A delicate balanceFollowing its unanimous approval Monday of a joint statement denouncing North Korea’s repeated launches of ballistic missiles and a warning of upcoming additional sanctions, the UN Security Council discussed details of the sanctions in an emergency meeting Tuesday. The United States is ready to call for a restriction of oil supplies to the North and a ban on hiring North Korean workers overseas, not to mention blocking the North from exporting coal as agreed earlier. Uncle Sam is prepared to impose even tougher sanctions that demand UN member nations sever their diplomatic relations with North Korea.
The United States says it will punish North Korea if it provokes again.
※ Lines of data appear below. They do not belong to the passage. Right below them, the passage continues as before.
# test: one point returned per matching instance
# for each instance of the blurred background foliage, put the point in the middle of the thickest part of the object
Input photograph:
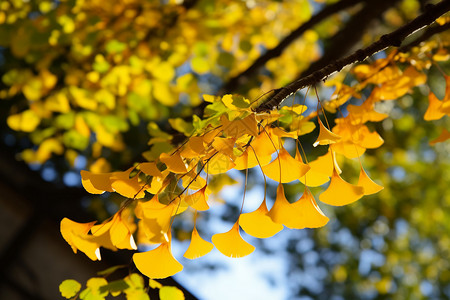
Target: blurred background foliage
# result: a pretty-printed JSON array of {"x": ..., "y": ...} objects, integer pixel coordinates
[{"x": 87, "y": 84}]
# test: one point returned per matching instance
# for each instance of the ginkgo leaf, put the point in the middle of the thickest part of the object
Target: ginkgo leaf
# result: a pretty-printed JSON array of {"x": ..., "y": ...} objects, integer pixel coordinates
[
  {"x": 150, "y": 169},
  {"x": 258, "y": 223},
  {"x": 69, "y": 288},
  {"x": 173, "y": 162},
  {"x": 309, "y": 213},
  {"x": 231, "y": 243},
  {"x": 397, "y": 87},
  {"x": 266, "y": 143},
  {"x": 157, "y": 263},
  {"x": 96, "y": 183},
  {"x": 198, "y": 246},
  {"x": 325, "y": 137},
  {"x": 26, "y": 121},
  {"x": 434, "y": 110},
  {"x": 94, "y": 289},
  {"x": 340, "y": 192},
  {"x": 285, "y": 168},
  {"x": 370, "y": 187},
  {"x": 320, "y": 172},
  {"x": 170, "y": 293},
  {"x": 194, "y": 147},
  {"x": 282, "y": 212},
  {"x": 224, "y": 146},
  {"x": 155, "y": 218},
  {"x": 114, "y": 232},
  {"x": 240, "y": 127},
  {"x": 348, "y": 148},
  {"x": 219, "y": 163},
  {"x": 193, "y": 180},
  {"x": 126, "y": 186},
  {"x": 198, "y": 200},
  {"x": 249, "y": 159},
  {"x": 76, "y": 235},
  {"x": 445, "y": 135}
]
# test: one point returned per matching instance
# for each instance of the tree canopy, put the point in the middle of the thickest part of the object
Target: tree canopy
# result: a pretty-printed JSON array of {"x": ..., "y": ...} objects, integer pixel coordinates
[{"x": 157, "y": 107}]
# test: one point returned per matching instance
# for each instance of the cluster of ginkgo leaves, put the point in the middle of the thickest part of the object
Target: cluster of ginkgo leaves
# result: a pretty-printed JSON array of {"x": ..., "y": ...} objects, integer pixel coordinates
[
  {"x": 132, "y": 286},
  {"x": 85, "y": 73},
  {"x": 232, "y": 136}
]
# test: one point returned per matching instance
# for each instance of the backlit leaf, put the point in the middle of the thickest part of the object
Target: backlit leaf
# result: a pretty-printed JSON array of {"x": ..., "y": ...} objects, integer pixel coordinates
[
  {"x": 197, "y": 200},
  {"x": 76, "y": 235},
  {"x": 170, "y": 293},
  {"x": 157, "y": 263},
  {"x": 258, "y": 223},
  {"x": 198, "y": 246},
  {"x": 309, "y": 213},
  {"x": 445, "y": 135},
  {"x": 325, "y": 137},
  {"x": 285, "y": 168},
  {"x": 369, "y": 186},
  {"x": 231, "y": 243},
  {"x": 340, "y": 192},
  {"x": 173, "y": 162},
  {"x": 69, "y": 288}
]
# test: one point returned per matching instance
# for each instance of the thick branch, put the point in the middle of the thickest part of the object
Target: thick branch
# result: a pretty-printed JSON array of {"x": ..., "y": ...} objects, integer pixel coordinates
[
  {"x": 345, "y": 40},
  {"x": 243, "y": 77},
  {"x": 394, "y": 38}
]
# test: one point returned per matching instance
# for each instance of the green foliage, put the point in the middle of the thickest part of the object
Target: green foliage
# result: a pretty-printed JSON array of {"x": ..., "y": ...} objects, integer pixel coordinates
[{"x": 132, "y": 286}]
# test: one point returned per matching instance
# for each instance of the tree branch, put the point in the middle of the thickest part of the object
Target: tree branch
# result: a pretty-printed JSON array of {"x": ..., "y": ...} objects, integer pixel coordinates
[
  {"x": 342, "y": 43},
  {"x": 243, "y": 77},
  {"x": 394, "y": 38}
]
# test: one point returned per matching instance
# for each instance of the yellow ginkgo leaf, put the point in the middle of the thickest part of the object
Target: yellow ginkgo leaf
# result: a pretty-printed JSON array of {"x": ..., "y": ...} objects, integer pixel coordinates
[
  {"x": 120, "y": 232},
  {"x": 26, "y": 121},
  {"x": 126, "y": 186},
  {"x": 258, "y": 223},
  {"x": 76, "y": 235},
  {"x": 445, "y": 135},
  {"x": 150, "y": 169},
  {"x": 218, "y": 163},
  {"x": 325, "y": 137},
  {"x": 193, "y": 148},
  {"x": 320, "y": 172},
  {"x": 155, "y": 218},
  {"x": 309, "y": 213},
  {"x": 248, "y": 160},
  {"x": 285, "y": 168},
  {"x": 434, "y": 110},
  {"x": 266, "y": 143},
  {"x": 96, "y": 183},
  {"x": 239, "y": 127},
  {"x": 340, "y": 192},
  {"x": 157, "y": 263},
  {"x": 173, "y": 162},
  {"x": 282, "y": 211},
  {"x": 224, "y": 146},
  {"x": 231, "y": 243},
  {"x": 193, "y": 180},
  {"x": 348, "y": 148},
  {"x": 369, "y": 186},
  {"x": 198, "y": 246},
  {"x": 198, "y": 200}
]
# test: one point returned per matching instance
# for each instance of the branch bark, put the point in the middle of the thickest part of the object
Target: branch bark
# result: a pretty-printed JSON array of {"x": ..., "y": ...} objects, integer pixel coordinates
[{"x": 394, "y": 38}]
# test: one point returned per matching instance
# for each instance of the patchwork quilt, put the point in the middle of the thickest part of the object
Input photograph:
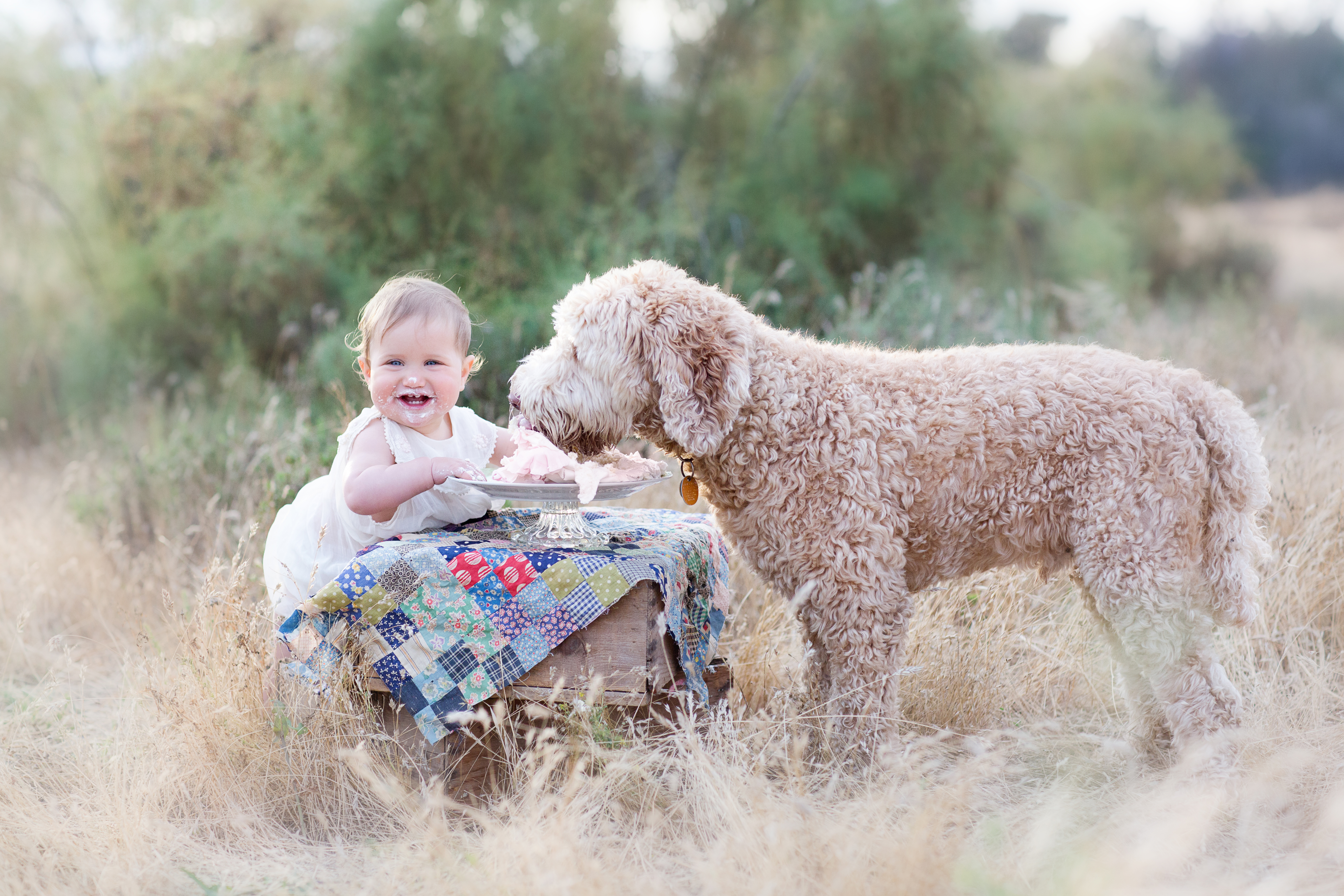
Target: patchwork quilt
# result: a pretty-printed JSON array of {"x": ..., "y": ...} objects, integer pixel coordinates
[{"x": 451, "y": 616}]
However, as it already test-fired ballistic missiles eight times this year, Washington has come up with stronger threats to prevent additional provocations by putting pressure on Pyongyang in advance.
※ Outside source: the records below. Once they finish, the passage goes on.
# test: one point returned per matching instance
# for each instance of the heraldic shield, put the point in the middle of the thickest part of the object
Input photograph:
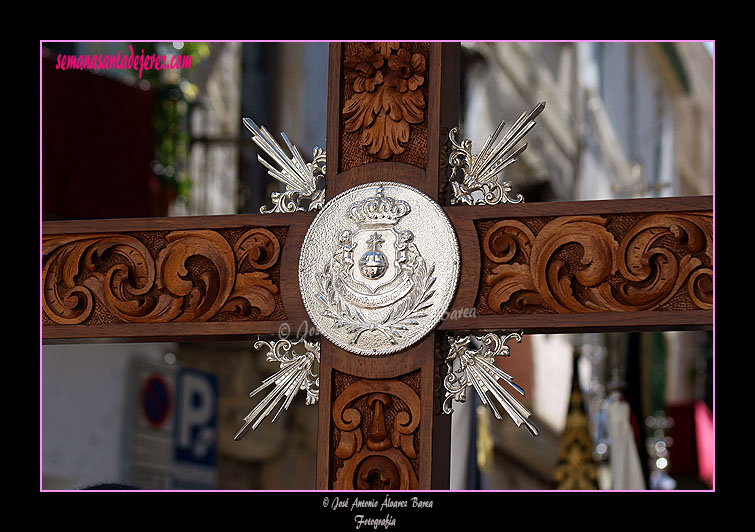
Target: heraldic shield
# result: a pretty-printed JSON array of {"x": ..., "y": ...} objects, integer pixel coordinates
[{"x": 379, "y": 268}]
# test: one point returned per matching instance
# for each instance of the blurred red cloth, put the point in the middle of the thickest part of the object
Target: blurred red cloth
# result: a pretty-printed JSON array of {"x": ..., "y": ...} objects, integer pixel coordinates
[
  {"x": 97, "y": 146},
  {"x": 705, "y": 442}
]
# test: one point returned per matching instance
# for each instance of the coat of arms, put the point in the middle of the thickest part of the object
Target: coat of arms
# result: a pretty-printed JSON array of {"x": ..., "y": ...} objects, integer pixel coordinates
[{"x": 372, "y": 282}]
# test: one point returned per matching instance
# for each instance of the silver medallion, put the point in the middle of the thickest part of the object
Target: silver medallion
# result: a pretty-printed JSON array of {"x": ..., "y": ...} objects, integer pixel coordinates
[{"x": 378, "y": 268}]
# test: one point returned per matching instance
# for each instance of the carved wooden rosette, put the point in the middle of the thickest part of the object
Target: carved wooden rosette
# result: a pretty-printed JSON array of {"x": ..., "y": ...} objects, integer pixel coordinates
[
  {"x": 374, "y": 433},
  {"x": 386, "y": 112},
  {"x": 593, "y": 263},
  {"x": 383, "y": 103}
]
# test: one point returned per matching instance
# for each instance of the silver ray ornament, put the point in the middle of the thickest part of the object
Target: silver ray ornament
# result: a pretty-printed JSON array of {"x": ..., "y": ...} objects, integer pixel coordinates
[
  {"x": 475, "y": 367},
  {"x": 297, "y": 372},
  {"x": 480, "y": 170},
  {"x": 301, "y": 178}
]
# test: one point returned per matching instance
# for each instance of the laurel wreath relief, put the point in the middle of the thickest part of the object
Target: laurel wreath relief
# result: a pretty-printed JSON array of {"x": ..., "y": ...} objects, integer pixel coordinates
[
  {"x": 387, "y": 97},
  {"x": 400, "y": 318}
]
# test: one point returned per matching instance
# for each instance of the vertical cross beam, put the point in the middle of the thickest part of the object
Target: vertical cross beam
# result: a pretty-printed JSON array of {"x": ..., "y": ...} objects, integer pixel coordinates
[{"x": 380, "y": 424}]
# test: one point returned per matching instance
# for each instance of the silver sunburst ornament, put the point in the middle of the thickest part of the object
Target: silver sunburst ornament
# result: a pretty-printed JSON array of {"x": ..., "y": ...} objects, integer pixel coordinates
[
  {"x": 300, "y": 177},
  {"x": 479, "y": 185},
  {"x": 468, "y": 366},
  {"x": 299, "y": 370}
]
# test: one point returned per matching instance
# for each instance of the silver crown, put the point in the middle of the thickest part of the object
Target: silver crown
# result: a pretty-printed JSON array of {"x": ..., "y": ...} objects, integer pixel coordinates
[{"x": 378, "y": 210}]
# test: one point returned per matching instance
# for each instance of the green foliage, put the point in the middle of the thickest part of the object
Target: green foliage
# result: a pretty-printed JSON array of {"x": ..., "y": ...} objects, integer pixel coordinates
[{"x": 175, "y": 97}]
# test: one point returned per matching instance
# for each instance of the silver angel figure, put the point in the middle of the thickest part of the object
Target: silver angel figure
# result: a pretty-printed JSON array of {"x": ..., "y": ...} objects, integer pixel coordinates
[
  {"x": 480, "y": 170},
  {"x": 297, "y": 372},
  {"x": 476, "y": 368},
  {"x": 301, "y": 178}
]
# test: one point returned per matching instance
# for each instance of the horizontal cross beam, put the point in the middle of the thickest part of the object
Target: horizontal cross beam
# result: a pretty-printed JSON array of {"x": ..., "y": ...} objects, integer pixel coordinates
[{"x": 613, "y": 265}]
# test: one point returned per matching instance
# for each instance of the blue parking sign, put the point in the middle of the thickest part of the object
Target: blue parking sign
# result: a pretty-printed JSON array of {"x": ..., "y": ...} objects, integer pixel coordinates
[{"x": 195, "y": 434}]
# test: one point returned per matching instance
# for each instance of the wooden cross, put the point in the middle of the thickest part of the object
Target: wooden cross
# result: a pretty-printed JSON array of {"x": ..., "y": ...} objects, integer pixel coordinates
[{"x": 588, "y": 266}]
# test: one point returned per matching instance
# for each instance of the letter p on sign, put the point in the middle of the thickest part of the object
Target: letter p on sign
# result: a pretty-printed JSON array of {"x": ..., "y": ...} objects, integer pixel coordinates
[{"x": 196, "y": 423}]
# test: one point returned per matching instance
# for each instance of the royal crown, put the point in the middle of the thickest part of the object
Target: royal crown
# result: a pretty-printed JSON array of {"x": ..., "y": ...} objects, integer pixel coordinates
[{"x": 378, "y": 209}]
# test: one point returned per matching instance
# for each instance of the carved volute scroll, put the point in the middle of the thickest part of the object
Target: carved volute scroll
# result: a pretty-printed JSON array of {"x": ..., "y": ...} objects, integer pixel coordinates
[
  {"x": 384, "y": 104},
  {"x": 159, "y": 277},
  {"x": 596, "y": 263},
  {"x": 375, "y": 433}
]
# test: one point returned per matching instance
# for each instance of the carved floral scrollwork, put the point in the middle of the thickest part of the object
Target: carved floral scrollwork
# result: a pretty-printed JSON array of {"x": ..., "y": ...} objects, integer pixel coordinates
[
  {"x": 194, "y": 277},
  {"x": 387, "y": 97},
  {"x": 376, "y": 447},
  {"x": 659, "y": 258}
]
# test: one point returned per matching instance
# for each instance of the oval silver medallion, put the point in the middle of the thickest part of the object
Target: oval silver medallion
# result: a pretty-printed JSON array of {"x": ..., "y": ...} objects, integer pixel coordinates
[{"x": 378, "y": 268}]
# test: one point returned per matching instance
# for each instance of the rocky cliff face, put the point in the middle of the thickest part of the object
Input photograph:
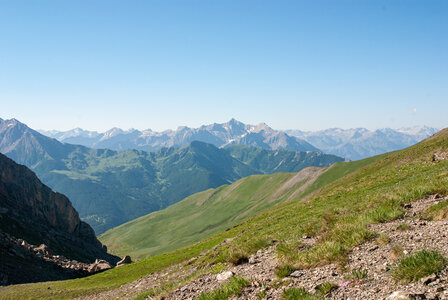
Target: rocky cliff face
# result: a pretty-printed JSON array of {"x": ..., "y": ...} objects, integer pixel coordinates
[{"x": 31, "y": 211}]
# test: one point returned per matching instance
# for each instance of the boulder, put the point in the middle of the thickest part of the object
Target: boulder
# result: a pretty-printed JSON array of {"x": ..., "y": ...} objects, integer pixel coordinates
[
  {"x": 98, "y": 266},
  {"x": 45, "y": 250},
  {"x": 125, "y": 261},
  {"x": 398, "y": 295}
]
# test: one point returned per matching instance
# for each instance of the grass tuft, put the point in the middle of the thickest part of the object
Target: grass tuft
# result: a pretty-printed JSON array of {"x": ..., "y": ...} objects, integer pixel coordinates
[
  {"x": 418, "y": 265},
  {"x": 284, "y": 270},
  {"x": 396, "y": 251},
  {"x": 382, "y": 240},
  {"x": 233, "y": 287},
  {"x": 403, "y": 227},
  {"x": 298, "y": 294},
  {"x": 326, "y": 288},
  {"x": 437, "y": 212}
]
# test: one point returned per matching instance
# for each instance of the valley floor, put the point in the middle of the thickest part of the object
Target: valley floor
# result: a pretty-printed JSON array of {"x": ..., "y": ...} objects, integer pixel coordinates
[{"x": 371, "y": 261}]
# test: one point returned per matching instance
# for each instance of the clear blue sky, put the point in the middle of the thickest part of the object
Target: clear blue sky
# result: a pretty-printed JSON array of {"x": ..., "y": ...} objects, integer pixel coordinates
[{"x": 160, "y": 64}]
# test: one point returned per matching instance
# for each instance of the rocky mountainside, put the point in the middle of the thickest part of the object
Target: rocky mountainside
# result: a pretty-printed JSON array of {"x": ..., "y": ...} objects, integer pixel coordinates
[
  {"x": 378, "y": 232},
  {"x": 110, "y": 187},
  {"x": 358, "y": 143},
  {"x": 220, "y": 135},
  {"x": 32, "y": 212}
]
We take special note of the remarks by U.S. Ambassador to the United Nations Nikki Haley that the Donald Trump administration is willing to have dialogue with North Korea — but not until Pyongyang stops its nuclear development and other tests. That means the Trump administration has eased its conditions for dialogue from “abandoning all nuclear programs” to a freezing of them.
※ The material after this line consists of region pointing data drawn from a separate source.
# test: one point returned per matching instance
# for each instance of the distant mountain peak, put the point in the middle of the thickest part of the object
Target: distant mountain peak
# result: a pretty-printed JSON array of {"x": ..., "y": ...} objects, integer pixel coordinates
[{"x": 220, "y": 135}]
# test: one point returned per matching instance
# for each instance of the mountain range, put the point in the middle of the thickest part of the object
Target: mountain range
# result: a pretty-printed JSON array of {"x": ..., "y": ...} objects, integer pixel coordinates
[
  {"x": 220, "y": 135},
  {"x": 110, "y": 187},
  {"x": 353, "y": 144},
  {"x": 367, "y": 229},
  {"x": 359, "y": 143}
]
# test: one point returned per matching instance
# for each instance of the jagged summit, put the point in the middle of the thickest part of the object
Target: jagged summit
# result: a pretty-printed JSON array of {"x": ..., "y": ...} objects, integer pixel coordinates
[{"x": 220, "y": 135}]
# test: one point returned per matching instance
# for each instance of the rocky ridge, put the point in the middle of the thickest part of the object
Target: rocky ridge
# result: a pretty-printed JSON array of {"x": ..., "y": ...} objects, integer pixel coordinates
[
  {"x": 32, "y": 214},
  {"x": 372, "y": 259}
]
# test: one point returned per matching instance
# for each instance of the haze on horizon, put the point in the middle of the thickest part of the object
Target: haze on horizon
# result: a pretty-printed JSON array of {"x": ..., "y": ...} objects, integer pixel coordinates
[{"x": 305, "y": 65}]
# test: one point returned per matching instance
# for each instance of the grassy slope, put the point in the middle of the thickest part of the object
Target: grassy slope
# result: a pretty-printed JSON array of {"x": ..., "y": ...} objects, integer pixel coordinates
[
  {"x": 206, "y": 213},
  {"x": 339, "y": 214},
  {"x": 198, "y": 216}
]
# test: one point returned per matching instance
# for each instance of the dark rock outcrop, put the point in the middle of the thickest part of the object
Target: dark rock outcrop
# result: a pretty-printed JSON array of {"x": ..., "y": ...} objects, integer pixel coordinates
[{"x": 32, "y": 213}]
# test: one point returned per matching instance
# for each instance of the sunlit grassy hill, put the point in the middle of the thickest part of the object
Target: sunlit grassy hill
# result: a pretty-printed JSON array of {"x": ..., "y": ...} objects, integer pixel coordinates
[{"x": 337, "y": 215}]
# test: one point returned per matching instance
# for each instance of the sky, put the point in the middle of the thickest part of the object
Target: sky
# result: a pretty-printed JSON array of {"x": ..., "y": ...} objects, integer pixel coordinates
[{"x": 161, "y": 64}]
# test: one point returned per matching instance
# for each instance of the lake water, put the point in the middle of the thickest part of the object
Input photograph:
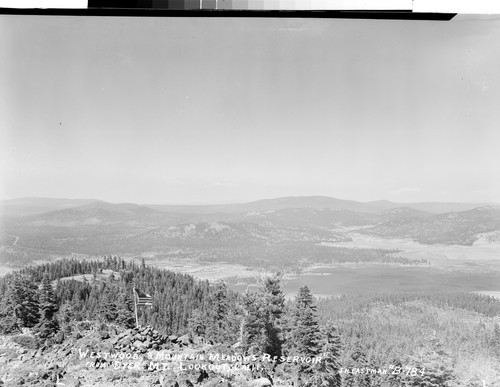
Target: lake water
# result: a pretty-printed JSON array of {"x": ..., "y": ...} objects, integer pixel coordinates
[{"x": 453, "y": 268}]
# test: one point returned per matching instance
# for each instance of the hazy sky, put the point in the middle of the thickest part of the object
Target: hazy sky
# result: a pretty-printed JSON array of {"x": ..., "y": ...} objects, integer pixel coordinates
[{"x": 225, "y": 110}]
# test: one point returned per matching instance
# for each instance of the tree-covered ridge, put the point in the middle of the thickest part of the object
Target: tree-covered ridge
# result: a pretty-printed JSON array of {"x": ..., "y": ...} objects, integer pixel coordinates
[
  {"x": 251, "y": 324},
  {"x": 438, "y": 333}
]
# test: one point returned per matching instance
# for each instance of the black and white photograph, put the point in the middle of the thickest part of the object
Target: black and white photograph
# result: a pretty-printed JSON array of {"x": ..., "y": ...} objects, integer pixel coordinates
[{"x": 249, "y": 201}]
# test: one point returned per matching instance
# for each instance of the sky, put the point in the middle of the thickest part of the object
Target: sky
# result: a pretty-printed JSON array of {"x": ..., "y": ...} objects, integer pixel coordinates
[{"x": 219, "y": 110}]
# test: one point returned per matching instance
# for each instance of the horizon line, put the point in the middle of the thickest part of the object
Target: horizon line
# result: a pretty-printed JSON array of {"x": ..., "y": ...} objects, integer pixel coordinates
[{"x": 245, "y": 202}]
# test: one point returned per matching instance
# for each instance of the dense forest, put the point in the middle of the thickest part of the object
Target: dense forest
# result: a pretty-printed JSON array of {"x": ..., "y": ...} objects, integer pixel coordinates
[{"x": 417, "y": 339}]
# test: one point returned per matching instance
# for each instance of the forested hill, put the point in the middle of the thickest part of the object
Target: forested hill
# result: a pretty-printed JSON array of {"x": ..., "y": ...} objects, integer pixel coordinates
[{"x": 416, "y": 339}]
U.S. Secretary of State Rex Tillerson has already reassured the Kim Jong-un regime of its security by announcing that Washington will not pursue four options; regime change, destroying the regime, acceleration of unification of the Korean Peninsula and the marching of troops across the 38th parallel. Therefore, the U.S. government’s additional sanctions and eased preconditions for dialogue can be seen as an intent to bring the recalcitrant state to the negotiation table through a reinforced “carrot and stick” approach.
Washington is reacting to remarks in Oslo last week by Choe Son-hui, director-general of the North America bureau of North Korea’s foreign ministry, in which she said Pyongyang would suspend its nuclear tests and missile launches in exchange for the U.S.’s ending of hostile policies toward the North, lifting of sanctions and a peace treaty with Pyongyang.
The delicate shift in Washington’s position coincides with President Moon Jae-in’s position that South Korea will react to North Korea step-by-step if it first freezes its nuclear program. We hope both sides have full discussions about those tricky points before a summit between Moon and Trump in Washington next month.